Basis der Empfehlungen
Als Basis dieser Empfehlungen wurde im Rahmen eines von den National Institutes of Health (NIH) finanzierten Projekts eine Online-Recherche durchgeführt und Unternehmen analysiert, die weltweit DTC-Mikrobiomtests anbieten. Dabei wurden öffentlich zugängliche Informationen überprüft. Diese Recherche ergab 31 Unternehmen für DTC-Mikrobiomtests, 17 davon mit Sitz in den USA. Außerdem wurden Interviews mit Forschern, Klinikern, Patienten und Konsumenten durchgeführt.
Durchführung einer Mikrobiomanalyse
Mikrobiomtests werden sowohl von gesunden als auch von (Darm-)kranken Personen in Anspruch genommen. Die Verbraucher bestellen ein Testkit, füllen einen Fragebogen aus, nehmen eine Stuhlprobe und schicken sie an das Labor des Unternehmens. Dort wird diese meist mit Hilfe genetischer Techniken analysiert, insbesondere mittels 16S-rRNA-Amplikon-Sequenzierung sowie metagenomischer oder metatranskriptomischer Sequenzierung. Die Verbraucher erhalten einen Bericht mit den Ergebnissen und ob ihr Mikrobiom in einem "gesunden" oder "ungesunden" Bereich liegt.
Limitierungen der Mikrobiomanalysen
Eine Limitierung dieser Tests liegt darin, dass oft unbekannt ist, aus welchen Daten bzw. welcher Datenmenge die Firmen ihre Bewertungen schöpfen. Nutzen sie nur Daten, die sie selbst erhoben haben oder haben sie z. B. weitere Daten von Forschern eingebunden? Auch die Verwendung der Standards muss bei genetischen Analysen genau beurteilt werden. Einige Unternehmen bieten außerdem Mitgliedschaften, Abonnements und verschiedene Dienstleistungen an, was die Neutralität und Unbedenklichkeit ihrer Empfehlungen in Frage stellen kann.
Kennzeichen für die Genauigkeit und den Nutzen von Tests im Zusammenhang mit der menschlichen Gesundheit sind analytische Validität, klinische Validität und klinischer Nutzen. Es hat sich gezeigt, dass Mikrobiomtests zum Teil keine analytische Validität aufweisen, was zu uneinheitlichen Testergebnissen derselben Probe in verschiedenen Labors und auch innerhalb desselben Labors führt. Die verschiedenen Sequenzierungstechniken haben außerdem Vor- und Nachteile und es gibt derzeit keinen Konsens darüber, welches Verfahren am besten geeignet ist. Auch über die Definition, was ein gesundes Mikrobiom ist, herrscht im Moment keine Einigkeit.
Fazit
Aktuell sind in den Vereinigten Staaten die Centers for Medicare & Medicaid Services (CMS) und nicht die Food and Drug Administration (FDA) die primäre Aufsichtsbehörde für DTC-Mikrobiomtests. Obwohl viele dieser Unternehmen über eine Zertifizierung verfügen, mussten sie bisher keinen Nachweis erbringen, wie genau die Mikroorganismen und deren relative Häufigkeit bestimmt werden. Um dieses Problem zu beheben, empfehlen die Autoren, dass die Unternehmen verpflichtend berichten müssen, wie sie die analytische Validität ihrer Tests messen.
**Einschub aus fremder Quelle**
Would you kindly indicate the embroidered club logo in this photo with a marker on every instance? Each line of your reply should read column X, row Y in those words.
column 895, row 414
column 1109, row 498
Außerdem sollten sie verpflichtet werden, eine Methode zu verwenden, die sich nicht ändert, es sei denn, sie wird von der Aufsichtsbehörde genehmigt. Damit soll sichergestellt werden, dass die Testergebnisse innerhalb der einzelnen Software- und Datenbankversionen konsistent sind. Die FDA muss darüber hinaus noch klären, ob diese Tests als Medizinprodukte oder als Wellness-Produkte reguliert werden sollten. Diese Entscheidung ist wahrscheinlich am besten von Fall zu Fall zu treffen.